Another example is a TerraFirma employee who worked for one of India's leading technology companies. He repeatedly entered the facility by saying he had forgotten his pass. Within the ODC, he had complete access to computers and files, even on projects that he knew nothing about, including a secure project for British Gas that developed refinery software.
These two examples illustrate the weaknesses in physical security at some ODCs. While the scheduled security audits examine physical security, the real issue is how is security maintained when auditors are not on the scene.
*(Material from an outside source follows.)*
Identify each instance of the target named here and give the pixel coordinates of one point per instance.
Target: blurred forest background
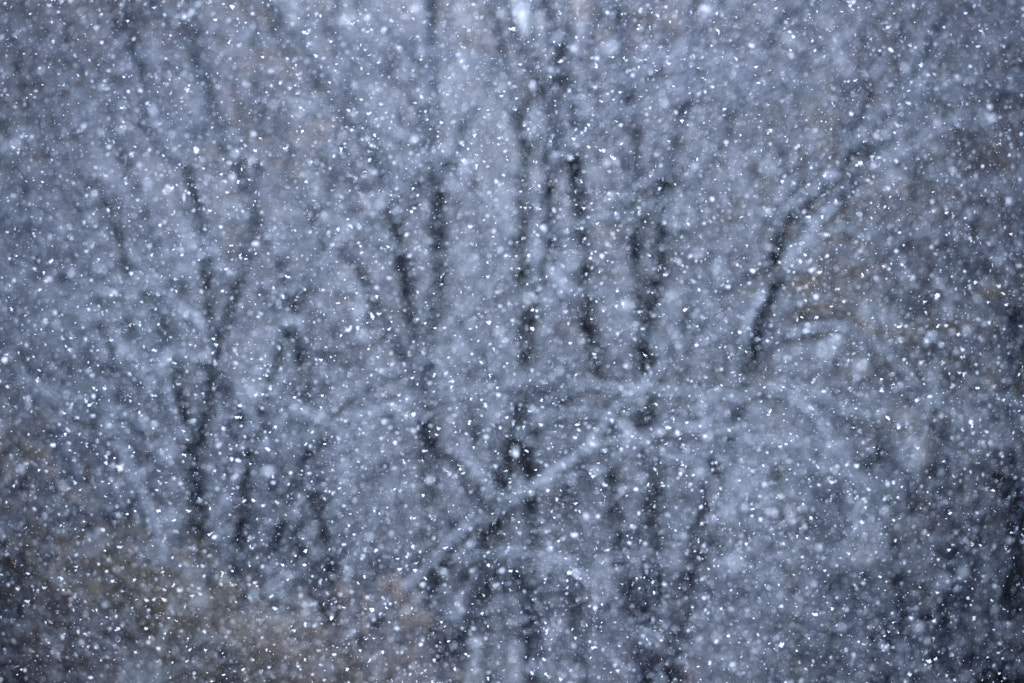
(512, 340)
A thorough review of the vendor's security policy. The policy must be address issues such as isolation of resources by client and security cooperation with the client.
A rigorous network vulnerability assessment of the offshore development center, including its ability to protect client intellectual property.
Evaluation of the application security development life cycle being used by the ODC. Application security must go far beyond password authentication and network firewalls. It must be built into the software application from the beginning.
Ongoing monitoring and reporting of the ODC's client anti-virus, intrusion detection, and perimeter protection systems.
However, the responsibility for secure outsourcing does not lie with the vendors alone. U.S. companies themselves must be ready to meet the challenges presented by global software development. In addition to holding their vendors accountable on the above issues, U.S. buyers of outsourced software (including the U.S. government) should:
Implement an independent review of their outsourcing security policy
Conduct security testing of newly developed systems. (This applies to systems developed in-house as well as overseas.)
Submit their own data centers to a security rating to evaluate where they stand compared to industry standards.